Gov. Kay Ivey has said she will not order a statewide mask mandate again for the public or in schools. Mackey said that as of this week approximately 90 percent of school systems are requiring students and staff to wear masks. Many systems began the year without such a requirement but reversed course after outbreaks.
School staff is receiving the brunt of anger from parents over mitigation strategies in schools, Mackey said, with parents “screaming at school nurses. Screaming at their principals.”

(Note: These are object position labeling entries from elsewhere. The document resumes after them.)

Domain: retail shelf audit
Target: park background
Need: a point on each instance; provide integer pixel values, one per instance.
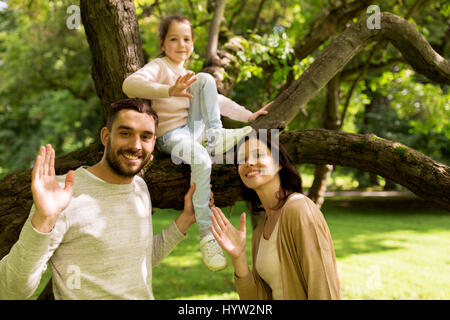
(390, 244)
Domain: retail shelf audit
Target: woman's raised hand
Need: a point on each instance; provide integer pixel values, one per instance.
(231, 240)
(182, 84)
(49, 198)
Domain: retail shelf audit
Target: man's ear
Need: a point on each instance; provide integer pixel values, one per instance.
(104, 136)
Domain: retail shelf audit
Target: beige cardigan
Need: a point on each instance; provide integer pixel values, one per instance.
(306, 252)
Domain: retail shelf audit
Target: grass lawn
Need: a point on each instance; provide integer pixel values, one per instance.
(384, 251)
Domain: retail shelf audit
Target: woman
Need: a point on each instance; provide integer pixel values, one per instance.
(293, 254)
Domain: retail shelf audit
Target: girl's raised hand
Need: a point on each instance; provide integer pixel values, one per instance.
(231, 240)
(182, 84)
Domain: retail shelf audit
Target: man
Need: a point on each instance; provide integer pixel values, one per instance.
(94, 225)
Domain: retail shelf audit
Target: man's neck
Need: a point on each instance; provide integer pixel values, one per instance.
(103, 171)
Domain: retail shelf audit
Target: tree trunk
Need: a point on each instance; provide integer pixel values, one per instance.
(402, 34)
(213, 37)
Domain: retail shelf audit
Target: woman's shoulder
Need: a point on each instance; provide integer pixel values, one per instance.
(299, 208)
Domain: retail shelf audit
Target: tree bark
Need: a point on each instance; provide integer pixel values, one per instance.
(113, 34)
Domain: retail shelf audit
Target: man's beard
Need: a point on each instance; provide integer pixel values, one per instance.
(114, 162)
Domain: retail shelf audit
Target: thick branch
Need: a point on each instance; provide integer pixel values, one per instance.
(327, 25)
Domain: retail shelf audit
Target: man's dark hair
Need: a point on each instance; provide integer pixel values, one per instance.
(140, 105)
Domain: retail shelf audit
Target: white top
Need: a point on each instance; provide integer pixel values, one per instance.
(102, 246)
(268, 263)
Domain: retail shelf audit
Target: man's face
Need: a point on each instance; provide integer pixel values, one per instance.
(130, 143)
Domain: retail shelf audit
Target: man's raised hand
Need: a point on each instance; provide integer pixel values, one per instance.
(49, 198)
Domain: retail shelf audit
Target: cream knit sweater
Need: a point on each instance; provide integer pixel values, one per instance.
(153, 82)
(102, 246)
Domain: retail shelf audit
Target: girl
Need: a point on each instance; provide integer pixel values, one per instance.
(187, 104)
(293, 254)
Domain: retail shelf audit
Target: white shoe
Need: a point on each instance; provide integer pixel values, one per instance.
(221, 140)
(212, 253)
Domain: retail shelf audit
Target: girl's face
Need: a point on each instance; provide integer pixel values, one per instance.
(178, 44)
(257, 167)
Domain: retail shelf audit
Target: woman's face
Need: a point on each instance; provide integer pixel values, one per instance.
(257, 167)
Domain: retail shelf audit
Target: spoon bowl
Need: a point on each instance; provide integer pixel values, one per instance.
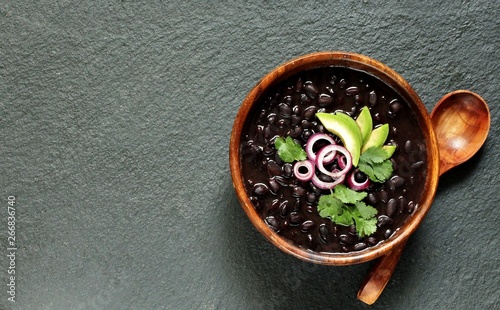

“Some of our employees have had to have police protection now because of the threats that have come at them,” Mackey said. “Folks. This is civil society, and we’re all doing the best we can. Just be kind to your teachers and your school nurses, your public health nurses and officials. We’re all trying to get through this.”
Mackey also explained that children who are at home under quarantine, for either being deemed a close contact of someone who has COVID-19 or for testing positive themselves, should not be participating in extracurricular activities.
The state had 120 more people needing care in an ICU bed on Thursday than the state had ICU beds, according to the Alabama Hospital Association. The state had 2,838 people hospitalized with COVID-19 on Thursday, just 246 from the state’s record high. Of those hospitalized on Thursday, 56 were children, according to the association.